"Database Replication" refers to dynamically copying any incoming insert/update/delete statements being made to one database to another identical database. The primary and secondary databases are considered "replicas" because at all times they contain the same data produced by the same history, though the secondary may be delayed by a small stretch of time. The secondary may be used for read-only queries in place of the primary. And the secondary may be transformed into a primary in case of fail-over.
What you are seeking is loosely called "Database Migration", also called schema migration. The idea here is to reproduce the same structure (DDL) as another database. But each produced database is independent of the others, each having different users’ data stored in them.
- A prime example example is multi-tenancy.
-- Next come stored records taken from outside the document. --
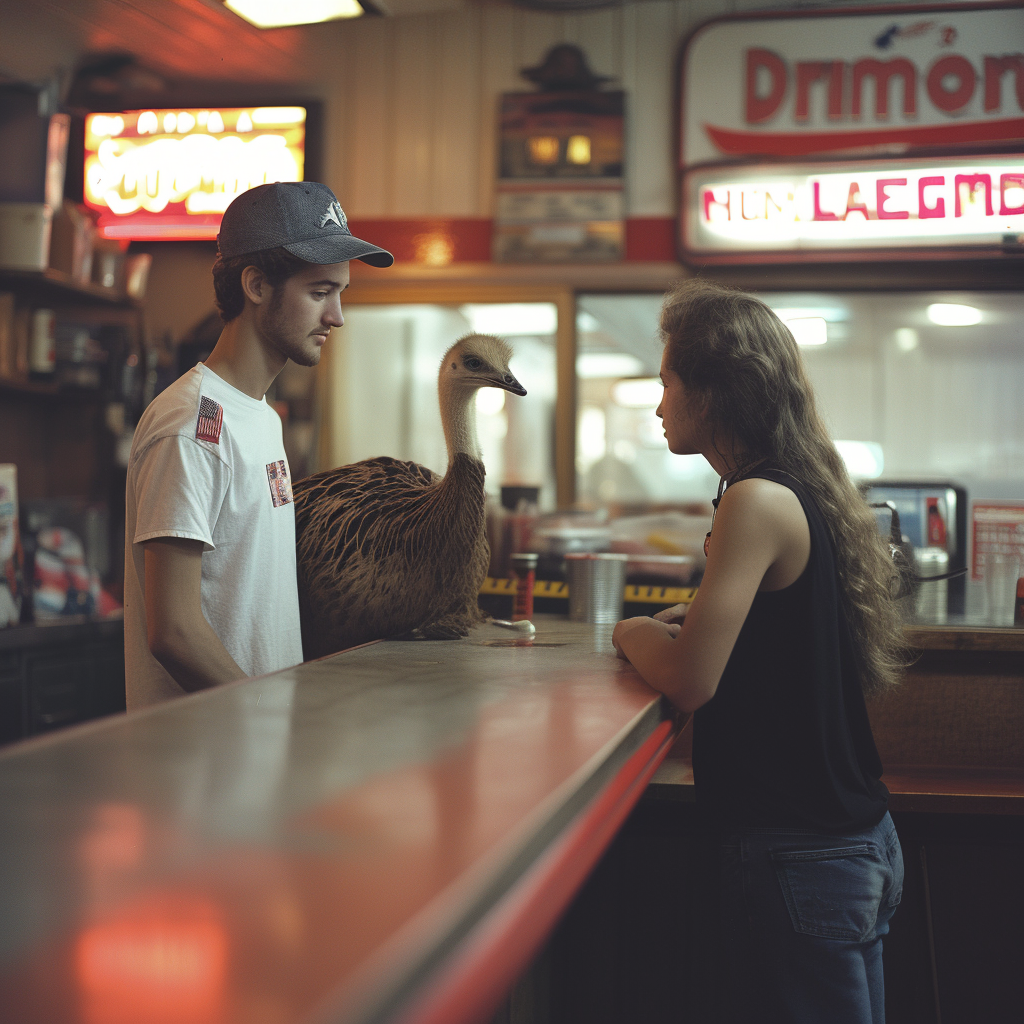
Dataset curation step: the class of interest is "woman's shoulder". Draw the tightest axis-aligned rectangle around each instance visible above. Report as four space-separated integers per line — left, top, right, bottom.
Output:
719 476 807 531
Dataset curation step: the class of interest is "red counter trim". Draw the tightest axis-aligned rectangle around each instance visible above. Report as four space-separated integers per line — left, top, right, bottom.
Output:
395 721 678 1024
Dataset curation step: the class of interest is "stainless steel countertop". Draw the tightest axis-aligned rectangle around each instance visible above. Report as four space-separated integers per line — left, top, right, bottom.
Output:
0 616 674 1024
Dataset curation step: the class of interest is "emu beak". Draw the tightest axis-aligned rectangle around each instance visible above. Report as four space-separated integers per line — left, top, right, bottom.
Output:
487 370 526 395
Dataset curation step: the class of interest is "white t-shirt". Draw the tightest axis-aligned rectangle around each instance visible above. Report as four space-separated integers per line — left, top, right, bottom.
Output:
125 362 302 710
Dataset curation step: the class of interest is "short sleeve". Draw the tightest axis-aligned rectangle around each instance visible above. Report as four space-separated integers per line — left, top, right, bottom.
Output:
130 434 231 551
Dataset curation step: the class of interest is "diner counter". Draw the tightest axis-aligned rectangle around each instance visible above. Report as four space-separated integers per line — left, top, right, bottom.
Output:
0 617 678 1024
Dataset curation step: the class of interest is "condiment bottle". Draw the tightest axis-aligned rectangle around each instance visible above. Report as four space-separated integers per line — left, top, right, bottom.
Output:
510 552 538 623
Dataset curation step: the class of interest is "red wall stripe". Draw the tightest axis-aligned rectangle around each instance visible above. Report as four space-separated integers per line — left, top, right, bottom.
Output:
348 217 676 266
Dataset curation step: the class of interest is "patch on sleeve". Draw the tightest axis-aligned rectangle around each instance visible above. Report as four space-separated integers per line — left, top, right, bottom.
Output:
196 395 224 444
266 459 292 508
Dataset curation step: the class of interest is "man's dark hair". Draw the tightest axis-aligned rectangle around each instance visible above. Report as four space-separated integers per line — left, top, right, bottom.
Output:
213 248 310 324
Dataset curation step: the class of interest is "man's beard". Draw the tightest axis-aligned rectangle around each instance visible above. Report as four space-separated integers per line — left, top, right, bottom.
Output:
259 285 321 367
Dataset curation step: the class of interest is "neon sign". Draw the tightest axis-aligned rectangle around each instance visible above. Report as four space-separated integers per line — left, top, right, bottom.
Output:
683 156 1024 259
85 106 306 240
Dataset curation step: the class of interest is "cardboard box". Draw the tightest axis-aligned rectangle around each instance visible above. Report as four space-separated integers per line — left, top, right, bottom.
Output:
50 200 96 284
0 203 53 270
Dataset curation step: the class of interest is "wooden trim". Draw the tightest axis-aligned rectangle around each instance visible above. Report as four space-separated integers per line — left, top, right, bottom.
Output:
903 626 1024 651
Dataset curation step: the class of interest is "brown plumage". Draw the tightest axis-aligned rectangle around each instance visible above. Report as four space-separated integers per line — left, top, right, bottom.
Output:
294 334 526 658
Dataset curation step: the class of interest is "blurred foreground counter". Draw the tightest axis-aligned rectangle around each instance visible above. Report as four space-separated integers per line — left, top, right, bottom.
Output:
0 620 677 1024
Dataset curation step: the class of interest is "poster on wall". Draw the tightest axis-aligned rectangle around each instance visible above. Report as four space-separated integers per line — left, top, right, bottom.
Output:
494 44 626 263
679 5 1024 262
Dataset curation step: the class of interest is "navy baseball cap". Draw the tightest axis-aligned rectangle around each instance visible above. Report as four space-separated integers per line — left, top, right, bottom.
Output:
217 181 394 266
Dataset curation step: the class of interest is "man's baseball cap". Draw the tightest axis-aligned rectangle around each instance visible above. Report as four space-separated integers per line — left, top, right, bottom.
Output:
217 181 394 266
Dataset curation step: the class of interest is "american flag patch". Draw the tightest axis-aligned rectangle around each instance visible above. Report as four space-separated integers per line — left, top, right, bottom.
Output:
196 395 224 444
266 459 292 508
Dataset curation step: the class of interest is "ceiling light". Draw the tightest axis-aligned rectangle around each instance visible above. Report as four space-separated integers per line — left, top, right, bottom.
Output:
459 302 558 338
577 352 644 380
896 327 920 352
928 302 981 327
782 316 828 346
224 0 362 29
611 377 665 409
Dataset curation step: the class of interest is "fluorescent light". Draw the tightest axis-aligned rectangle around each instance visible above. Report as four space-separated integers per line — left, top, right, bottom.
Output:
577 352 644 380
224 0 362 29
928 302 981 327
780 316 828 346
611 377 665 409
459 302 558 338
836 441 886 480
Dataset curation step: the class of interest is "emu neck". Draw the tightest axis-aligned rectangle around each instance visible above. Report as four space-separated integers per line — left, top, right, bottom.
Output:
437 381 482 466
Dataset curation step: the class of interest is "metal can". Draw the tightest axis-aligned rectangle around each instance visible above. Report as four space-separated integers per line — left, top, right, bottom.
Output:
510 552 538 623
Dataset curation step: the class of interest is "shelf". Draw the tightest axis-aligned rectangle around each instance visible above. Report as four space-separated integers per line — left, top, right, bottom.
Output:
0 267 139 306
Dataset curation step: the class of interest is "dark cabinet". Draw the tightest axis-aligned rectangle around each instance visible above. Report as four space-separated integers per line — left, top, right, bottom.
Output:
0 622 125 743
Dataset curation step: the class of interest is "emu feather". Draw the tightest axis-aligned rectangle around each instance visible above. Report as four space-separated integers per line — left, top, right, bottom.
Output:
294 334 526 658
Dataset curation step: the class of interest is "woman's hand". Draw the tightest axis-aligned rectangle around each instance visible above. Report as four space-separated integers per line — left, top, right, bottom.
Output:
611 605 685 662
653 604 690 624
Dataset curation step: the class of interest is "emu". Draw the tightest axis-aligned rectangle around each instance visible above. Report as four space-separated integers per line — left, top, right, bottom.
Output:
294 334 526 658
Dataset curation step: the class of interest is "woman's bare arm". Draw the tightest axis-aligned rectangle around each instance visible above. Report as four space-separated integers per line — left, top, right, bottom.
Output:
612 478 810 712
144 537 246 693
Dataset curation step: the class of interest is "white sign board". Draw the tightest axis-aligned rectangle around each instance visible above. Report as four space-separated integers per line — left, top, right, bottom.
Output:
682 156 1024 258
680 6 1024 168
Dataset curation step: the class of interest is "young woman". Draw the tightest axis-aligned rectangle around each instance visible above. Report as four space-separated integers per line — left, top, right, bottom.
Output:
613 282 904 1024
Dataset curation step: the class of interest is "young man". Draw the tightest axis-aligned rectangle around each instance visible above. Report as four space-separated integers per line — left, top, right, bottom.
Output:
125 181 394 710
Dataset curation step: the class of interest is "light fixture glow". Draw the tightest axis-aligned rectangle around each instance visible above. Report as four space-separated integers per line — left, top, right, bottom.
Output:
928 302 981 327
611 377 664 409
577 352 644 380
835 441 886 480
224 0 362 29
782 316 828 347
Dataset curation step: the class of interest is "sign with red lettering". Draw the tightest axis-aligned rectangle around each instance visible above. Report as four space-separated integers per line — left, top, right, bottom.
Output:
682 156 1024 262
680 4 1024 263
680 6 1024 167
971 503 1024 580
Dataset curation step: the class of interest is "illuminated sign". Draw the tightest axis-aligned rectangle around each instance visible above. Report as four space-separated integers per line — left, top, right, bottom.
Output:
85 106 306 239
682 156 1024 261
680 6 1024 168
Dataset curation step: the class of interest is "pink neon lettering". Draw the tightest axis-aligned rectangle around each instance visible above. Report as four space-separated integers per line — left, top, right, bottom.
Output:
876 178 910 220
812 181 839 220
918 175 946 220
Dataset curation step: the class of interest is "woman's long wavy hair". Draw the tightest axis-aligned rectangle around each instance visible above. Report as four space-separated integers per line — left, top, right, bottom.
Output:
660 281 908 694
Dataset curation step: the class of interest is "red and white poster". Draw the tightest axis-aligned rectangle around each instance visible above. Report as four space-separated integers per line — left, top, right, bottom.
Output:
971 503 1024 580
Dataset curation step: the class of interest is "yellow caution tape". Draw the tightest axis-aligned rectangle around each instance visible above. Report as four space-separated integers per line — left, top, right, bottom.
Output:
480 577 697 604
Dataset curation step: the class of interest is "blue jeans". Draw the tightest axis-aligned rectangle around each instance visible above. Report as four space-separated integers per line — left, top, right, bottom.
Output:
721 814 903 1024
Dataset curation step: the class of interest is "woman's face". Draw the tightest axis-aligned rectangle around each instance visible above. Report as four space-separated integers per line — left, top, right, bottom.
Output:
655 348 706 455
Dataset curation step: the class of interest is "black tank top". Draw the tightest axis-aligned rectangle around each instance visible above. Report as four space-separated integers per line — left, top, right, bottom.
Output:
693 467 889 833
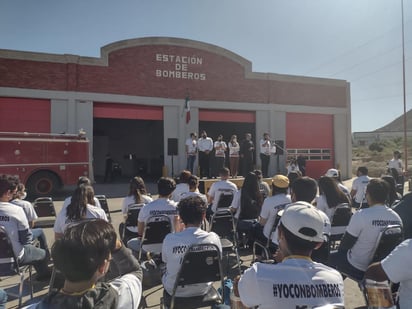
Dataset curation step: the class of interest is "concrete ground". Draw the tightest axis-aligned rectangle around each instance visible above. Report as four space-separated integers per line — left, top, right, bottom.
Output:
0 179 365 309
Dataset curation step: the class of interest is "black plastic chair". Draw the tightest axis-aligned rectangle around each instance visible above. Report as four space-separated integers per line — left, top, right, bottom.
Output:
0 226 33 308
139 215 173 261
161 244 224 309
94 194 112 222
33 197 56 228
210 209 241 275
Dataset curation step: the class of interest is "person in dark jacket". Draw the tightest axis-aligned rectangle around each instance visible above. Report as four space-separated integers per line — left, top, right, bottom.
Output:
36 219 143 309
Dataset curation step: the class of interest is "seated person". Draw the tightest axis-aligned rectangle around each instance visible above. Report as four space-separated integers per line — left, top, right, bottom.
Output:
171 170 192 203
127 177 180 253
37 219 142 309
162 196 222 297
0 175 51 281
10 182 50 255
238 204 344 309
53 185 107 239
254 175 291 259
328 178 402 280
207 167 237 218
119 176 153 241
365 239 412 309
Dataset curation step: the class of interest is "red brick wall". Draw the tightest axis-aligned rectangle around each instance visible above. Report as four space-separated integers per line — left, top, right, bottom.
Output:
0 45 346 110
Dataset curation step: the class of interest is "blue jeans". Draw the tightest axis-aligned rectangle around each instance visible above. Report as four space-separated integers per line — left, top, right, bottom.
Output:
0 289 7 309
19 245 50 276
186 155 196 174
327 251 365 281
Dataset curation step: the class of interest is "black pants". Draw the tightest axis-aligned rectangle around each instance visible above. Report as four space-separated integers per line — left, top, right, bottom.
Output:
199 151 210 178
260 153 270 178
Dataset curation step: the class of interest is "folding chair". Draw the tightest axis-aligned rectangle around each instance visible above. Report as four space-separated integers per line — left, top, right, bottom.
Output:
119 203 144 244
210 209 241 275
160 244 224 309
33 197 56 228
138 215 172 261
330 203 353 250
0 226 33 308
94 195 112 222
343 224 404 305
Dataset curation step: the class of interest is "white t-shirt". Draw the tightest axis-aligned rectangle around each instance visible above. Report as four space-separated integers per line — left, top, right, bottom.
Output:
239 258 344 309
62 196 102 209
346 205 402 271
122 195 153 215
260 193 291 238
185 138 197 156
259 139 271 155
207 180 237 212
388 159 403 174
171 183 190 202
162 227 222 297
137 198 179 231
53 204 107 234
197 137 213 151
10 199 38 222
228 142 240 157
0 202 30 259
352 175 371 203
214 141 227 158
381 239 412 309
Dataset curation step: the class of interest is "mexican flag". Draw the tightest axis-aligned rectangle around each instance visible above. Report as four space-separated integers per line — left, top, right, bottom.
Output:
184 96 190 123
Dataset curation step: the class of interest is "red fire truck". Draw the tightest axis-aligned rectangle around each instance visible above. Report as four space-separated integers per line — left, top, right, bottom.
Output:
0 132 90 197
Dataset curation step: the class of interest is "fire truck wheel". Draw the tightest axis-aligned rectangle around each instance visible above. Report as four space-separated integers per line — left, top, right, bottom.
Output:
27 172 60 197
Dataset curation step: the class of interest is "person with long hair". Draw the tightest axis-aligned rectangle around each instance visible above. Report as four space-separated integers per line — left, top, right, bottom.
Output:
119 176 153 237
230 172 263 245
316 176 350 222
53 185 108 239
122 176 153 217
381 175 402 207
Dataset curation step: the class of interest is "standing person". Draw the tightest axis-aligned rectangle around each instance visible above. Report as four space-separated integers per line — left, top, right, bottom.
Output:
240 133 255 177
185 132 197 174
119 176 153 237
212 134 227 177
296 155 306 176
350 166 371 208
36 220 143 309
171 170 192 203
103 153 114 182
329 178 402 280
365 239 412 309
259 133 272 178
53 185 107 239
239 204 344 309
0 175 51 281
228 135 240 177
197 130 213 178
162 196 222 298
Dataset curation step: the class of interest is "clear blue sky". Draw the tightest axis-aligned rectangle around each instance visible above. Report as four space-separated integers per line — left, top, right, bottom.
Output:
0 0 412 131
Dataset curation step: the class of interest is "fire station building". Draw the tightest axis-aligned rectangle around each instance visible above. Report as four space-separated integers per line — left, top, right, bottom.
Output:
0 37 352 178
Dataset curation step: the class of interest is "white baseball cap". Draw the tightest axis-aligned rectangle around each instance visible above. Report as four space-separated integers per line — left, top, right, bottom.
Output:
280 203 324 242
325 168 339 178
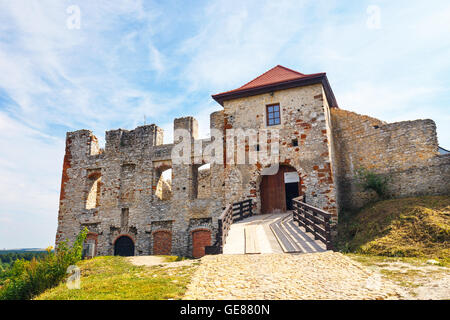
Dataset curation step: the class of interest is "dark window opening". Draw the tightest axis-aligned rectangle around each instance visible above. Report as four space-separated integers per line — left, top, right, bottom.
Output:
266 104 281 126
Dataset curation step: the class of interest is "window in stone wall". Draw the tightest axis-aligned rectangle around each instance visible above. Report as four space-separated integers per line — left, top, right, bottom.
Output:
86 169 102 209
266 103 281 126
193 163 211 199
120 208 130 230
155 168 172 201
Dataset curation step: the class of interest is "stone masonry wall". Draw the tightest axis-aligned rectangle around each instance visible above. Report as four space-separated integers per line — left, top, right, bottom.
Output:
56 80 450 256
56 117 222 256
224 85 337 216
331 109 450 209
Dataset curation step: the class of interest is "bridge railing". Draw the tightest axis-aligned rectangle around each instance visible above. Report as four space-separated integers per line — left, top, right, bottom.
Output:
292 199 333 250
205 199 253 254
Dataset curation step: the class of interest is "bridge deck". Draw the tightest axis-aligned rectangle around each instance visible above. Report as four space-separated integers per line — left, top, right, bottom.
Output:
223 213 326 254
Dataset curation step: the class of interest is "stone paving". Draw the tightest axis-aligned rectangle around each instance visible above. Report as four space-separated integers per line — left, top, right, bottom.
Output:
184 251 408 300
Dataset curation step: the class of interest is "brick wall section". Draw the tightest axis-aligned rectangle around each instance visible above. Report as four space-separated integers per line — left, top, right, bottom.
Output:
224 85 337 218
153 230 172 255
56 79 450 257
56 122 223 256
331 109 450 209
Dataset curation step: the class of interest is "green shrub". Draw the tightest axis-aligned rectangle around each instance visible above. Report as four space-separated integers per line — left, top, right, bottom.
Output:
0 228 88 300
356 168 389 199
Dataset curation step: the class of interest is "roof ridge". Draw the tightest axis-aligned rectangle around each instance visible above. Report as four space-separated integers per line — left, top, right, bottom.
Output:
235 65 281 90
234 64 305 90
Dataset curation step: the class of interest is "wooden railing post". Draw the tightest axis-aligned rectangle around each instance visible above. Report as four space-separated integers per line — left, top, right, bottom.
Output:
293 198 333 250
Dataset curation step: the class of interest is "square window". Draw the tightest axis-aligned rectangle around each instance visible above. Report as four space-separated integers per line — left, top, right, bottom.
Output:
266 104 281 126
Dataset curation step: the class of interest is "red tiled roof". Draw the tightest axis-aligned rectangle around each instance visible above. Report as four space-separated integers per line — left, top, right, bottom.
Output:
214 65 322 96
212 65 338 108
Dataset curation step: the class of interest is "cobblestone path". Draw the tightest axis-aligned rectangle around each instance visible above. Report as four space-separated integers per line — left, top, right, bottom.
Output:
184 251 407 300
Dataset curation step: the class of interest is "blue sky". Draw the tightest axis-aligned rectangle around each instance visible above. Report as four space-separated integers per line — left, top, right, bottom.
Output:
0 0 450 248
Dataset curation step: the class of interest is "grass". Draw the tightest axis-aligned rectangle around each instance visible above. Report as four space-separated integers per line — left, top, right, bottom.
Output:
36 256 196 300
346 253 449 297
337 196 450 265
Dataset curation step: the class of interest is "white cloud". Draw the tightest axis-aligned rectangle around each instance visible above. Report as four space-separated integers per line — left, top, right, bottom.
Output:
0 112 64 248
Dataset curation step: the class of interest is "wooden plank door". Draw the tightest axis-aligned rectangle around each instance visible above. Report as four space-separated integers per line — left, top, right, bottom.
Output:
260 166 296 213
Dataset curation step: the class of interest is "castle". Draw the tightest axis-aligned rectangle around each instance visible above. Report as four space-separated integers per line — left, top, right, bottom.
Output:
56 66 450 257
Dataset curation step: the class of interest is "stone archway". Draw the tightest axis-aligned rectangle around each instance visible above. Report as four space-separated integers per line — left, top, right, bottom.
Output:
192 228 211 258
114 235 134 257
153 230 172 256
260 165 301 214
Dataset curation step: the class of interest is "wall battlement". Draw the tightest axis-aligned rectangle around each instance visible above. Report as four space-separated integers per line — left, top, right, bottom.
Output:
56 67 450 257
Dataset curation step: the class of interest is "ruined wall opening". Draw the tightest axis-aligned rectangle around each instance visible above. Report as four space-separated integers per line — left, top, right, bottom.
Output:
82 232 98 259
192 228 211 258
193 163 211 199
114 235 134 257
153 230 172 256
260 165 301 213
86 169 102 209
120 208 130 231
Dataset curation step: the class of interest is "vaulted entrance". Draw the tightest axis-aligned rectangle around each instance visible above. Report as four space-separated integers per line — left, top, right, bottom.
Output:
260 165 300 213
114 236 134 257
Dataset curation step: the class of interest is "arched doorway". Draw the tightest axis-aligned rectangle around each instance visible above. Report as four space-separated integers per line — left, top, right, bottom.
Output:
114 236 134 257
153 230 172 256
192 229 211 258
260 165 300 213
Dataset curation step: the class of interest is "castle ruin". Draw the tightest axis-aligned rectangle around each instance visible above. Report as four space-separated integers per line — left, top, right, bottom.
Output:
56 66 450 257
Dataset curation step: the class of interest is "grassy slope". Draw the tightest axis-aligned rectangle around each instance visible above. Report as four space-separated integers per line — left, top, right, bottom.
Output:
36 257 196 300
338 196 450 262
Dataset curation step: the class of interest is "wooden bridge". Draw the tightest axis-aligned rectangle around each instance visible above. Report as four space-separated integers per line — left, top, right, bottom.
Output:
205 199 332 254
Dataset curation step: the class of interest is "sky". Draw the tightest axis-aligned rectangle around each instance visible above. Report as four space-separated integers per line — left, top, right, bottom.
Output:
0 0 450 249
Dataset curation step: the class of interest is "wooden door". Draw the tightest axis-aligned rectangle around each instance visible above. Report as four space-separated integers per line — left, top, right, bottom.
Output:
260 166 296 213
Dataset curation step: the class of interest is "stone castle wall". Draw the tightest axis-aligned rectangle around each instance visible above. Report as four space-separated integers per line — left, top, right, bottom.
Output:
224 85 337 215
56 84 450 257
56 117 222 256
331 109 450 209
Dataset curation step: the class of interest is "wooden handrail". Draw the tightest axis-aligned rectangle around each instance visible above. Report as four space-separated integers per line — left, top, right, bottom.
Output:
292 199 333 250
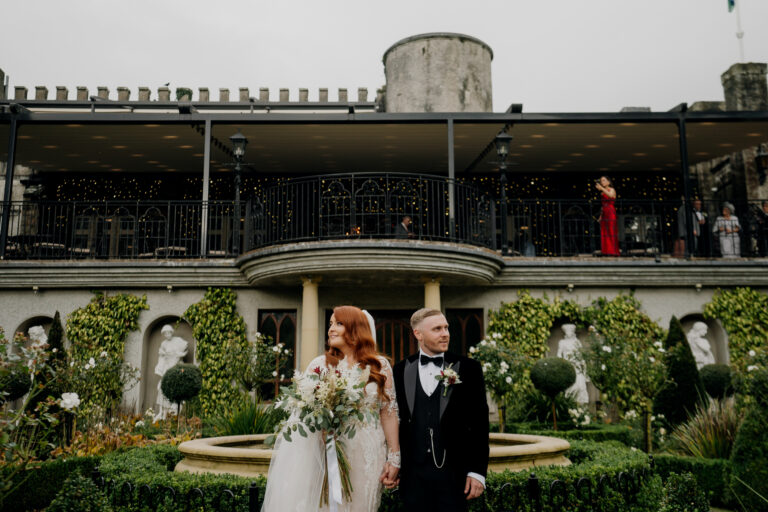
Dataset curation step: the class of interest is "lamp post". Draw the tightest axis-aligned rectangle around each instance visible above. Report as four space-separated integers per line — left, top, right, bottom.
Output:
755 146 768 185
229 130 248 256
493 132 514 256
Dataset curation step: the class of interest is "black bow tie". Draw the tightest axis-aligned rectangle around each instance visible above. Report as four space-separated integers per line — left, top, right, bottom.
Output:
419 354 444 368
- Another use might be as part of a vertical-market app being licensed to various customers where on each new sale you need to establish a fresh database in a certain configuration as expected by the app.
Developers and DBAs used to do this migration work manually, devising their own ad-hoc solutions or habits. Fortunately we now have a choice of tools to help with this tedious though crucial chore.
My favorite tool is Flyway. Built in Java, but wrapped as command-line executables so you can use from scripts or other tools.
Flyway runs through a collection of SQL scripts, and optionally certain Java libraries you may write. The order of execution is determined by a certain file naming scheme.
A table is automatically created within the database to track scripts run. When new scripts are encountered, Flyway detects them and appropriately runs those that have not yet been applied to that particular database.
Flyway or other such tools are extremely helpful not only in production but also in testing and development. You can recreate a throw-away database automatically, and even bring it up to any particular point in the history of its schema evolution.
Anyone considering Flyway should also consider another quite similar product: Liquibase.
Other choices exist as well, such as the commercial tool Redgate.
Some databases such as Postgres provide for templates where you can create some tables and indexes and so in a database. After that, you can create a fresh new database whose initial state is copied from that state.
Indeed, Postgres always works that way, where
template1 databases are used transparently by default when you ask for a database without explicitly specifying any other template.
Templates only solve the genesis problem, getting started. You will almost certainly evolve your database later. You'll add or drop tables, columns, indexes, and so on. You may need to run code to convert or update existing data en masse. For this you'll want to use migration tools, as the templates cannot help you after that initial genesis. So in my opinion, I would not bother with defining a template, instead using migration scripts for all that initial setup.